Jailed Kurdish rebel leader Abdullah Ocalan said yesterday his militant group’s three-decade insurgency against the Turkish State had become “unsustainable” but stopped short of declaring an immediate end to its armed struggle.

In a message relayed by Kurdish politicians to tens of thousands gathered in the south­eastern city of Diyarbakir, the leader of the Kurdistan Workers Party (PKK) urged his militant group to hold a congress on laying down its weapons.

“This struggle of our 40-year-old movement, which has been filled with pain, has not gone to waste but at the same time has become unsustainable,” Ocalan said in the message, read out at a rally to mark the Kurdish “Newroz” New Year celebrations.

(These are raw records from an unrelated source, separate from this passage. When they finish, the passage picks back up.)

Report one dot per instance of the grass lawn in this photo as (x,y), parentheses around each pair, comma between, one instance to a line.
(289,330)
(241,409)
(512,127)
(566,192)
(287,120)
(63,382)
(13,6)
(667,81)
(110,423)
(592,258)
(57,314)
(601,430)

President Tayyip Erdogan, then prime minister, launched talks with Ocalan in late 2012 to end an insurgency that has killed 40,000 people, ravaged the region’s economy and tarnished Turkey’s image abroad. Progress has been faltering since then, but Kurdish faith in Ocalan remains undiminished.

“History and our people are demanding from us a democratic solution and peace in line with the spirit of the age,” he said, calling for the congress to determine the PKK’s “political and social strategy in harmony with the spirit of the new period”.

Erdogan, who triggered anger last weekend by suggesting there was no “Kurdish problem” in Turkey, said in a speech hundreds of kilometres away in the southwestern city of Denizli that he hoped yesterday would mark a turning point.

“Let it be a cornerstone that truly combines love ... not a Newroz like those of the past, when everywhere was burned and destroyed by Molotov cocktails, stones and fireworks,” he said.

Young men in green guerrilla outfits and women in brightly coloured dresses danced as patriotic Kurdish songs played. Organisers claimed a million people attended, but there were no official figures.